Researchers observed that the threat actors named this malware family Roudan while looking at both the backdoor and backdoor builder. The name Taidoor is interchangeably used to refer to the group and the malware. 

This group is found to be more active among others as it has been rampantly attacking organizations. Besides, the group continues to update its tools and malware deployments which makes it a more lethal threat. The recent targets of this group have been observed in Taiwan and Japan, researchers said. 

In the research paper, the monitoring units explained and listed all the malware attributed to the group, the latest updates in illicit activities potentially related to real-world changes, and the relation of these malware families and tools with other APT groups. 

Furthermore, people can also read recommendations and potential threats from this APT group.
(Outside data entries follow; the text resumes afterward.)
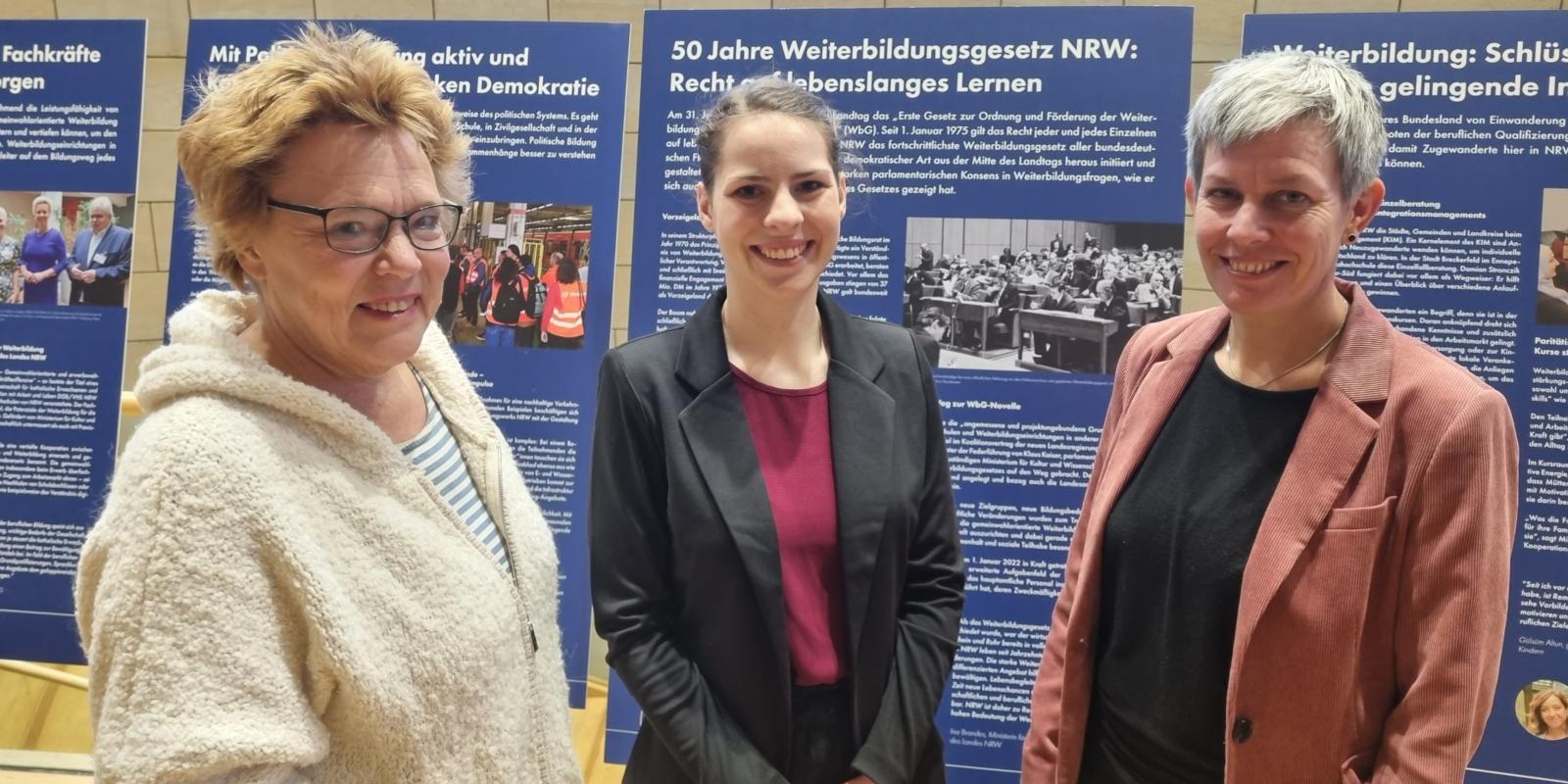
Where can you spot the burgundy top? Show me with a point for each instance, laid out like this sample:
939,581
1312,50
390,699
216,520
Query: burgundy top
794,443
This classic Earth Aughisky malware was first reported 10 years ago, however, the group has always been known for its different formats employed for callback traffic as it contains an encoded MAC address and data. 

The blog post concluded – “The Over the years, the consistent monitoring of APT group Earth Aughisky enabled cybersecurity researchers to gain insights into the inner workings of other similar cyberespionage groups…” 

“…The amount of data gathered using various analysis techniques show an overview of motivations, the maturity of their technical skills, and even the plausible real-world connections of incidents. Groups like Earth Aughisky have sufficient resources at their disposal that allow them the flexibility to match their arsenal for long-term implementations of cyber espionage, and organizations should consider this observed downtime from this group’s attacks as a period for preparation and vigilance for when it becomes active again”.

Trojanized Comm100 Live Chat App Installer Distributed a JavaScript Backdoor

Cybersecurity platform CrowdStrike reported a supply chain attack that involved the use of a trojanized installer for the Comm100 Live Chat application to distribute a JavaScript backdoor. The application suffered an attack from 27 September to 29, 2022. 

Additionally, the malicious group actively attacked other sectors of the organizations with the same installer including the industrial, technology, healthcare, manufacturing, telecommunications sectors, and insurance in North America and Europe. 

Canadian application Comm100 facilitates over 200,000 businesses with its customer service and communication products. With more than 15,000 clients, the Comm100 company offers chat and customer engagement applications to businesses in 51 countries. However, the company did not report anything on how many customers got affected by the attack. 

According to the Cybersecurity firm CrowdStrike, the malware was proliferated using a Comm100 installer that was downloadable from the company’s website. On September 26, the installer was signed with legitimate information on the Comm100 desktop agent app. 

“CrowdStrike Intelligence can confirm that the Microsoft Windows 7+ desktop agent hosted at hxxps[:]//dash11.comm100[.]io/livechat/electron/10000/Comm100LiveChat-Setup-win[.]exe that was available until the morning of September 29 was a trojanized installer.”, Crowdstrike confirmed. 

Also, a malicious loader DLL called MidlrtMd[.]dll has been used as part of the post-exploitation action. It starts an in-memory shellcode to inject an embedded payload into a new Notepad process (notepad[.]exe). The CrowdStrike believed that the China nexus threat actor is behind the attack because the group previously targeted several Asian online gambling organizations. 

“Furthermore, CrowdStrike Intelligence assesses with moderate confidence that this actor likely has a China nexus. This assessment is based on the presence of Chinese-language comments in the malware, the aforementioned tactics, techniques, and procedures (TTPs), and the connection to the targeting of online gambling entities in East and Southeast Asia — a previously established area of focus for China-nexus targeted intrusion actors”, CrowdStrike Intelligence customers reported.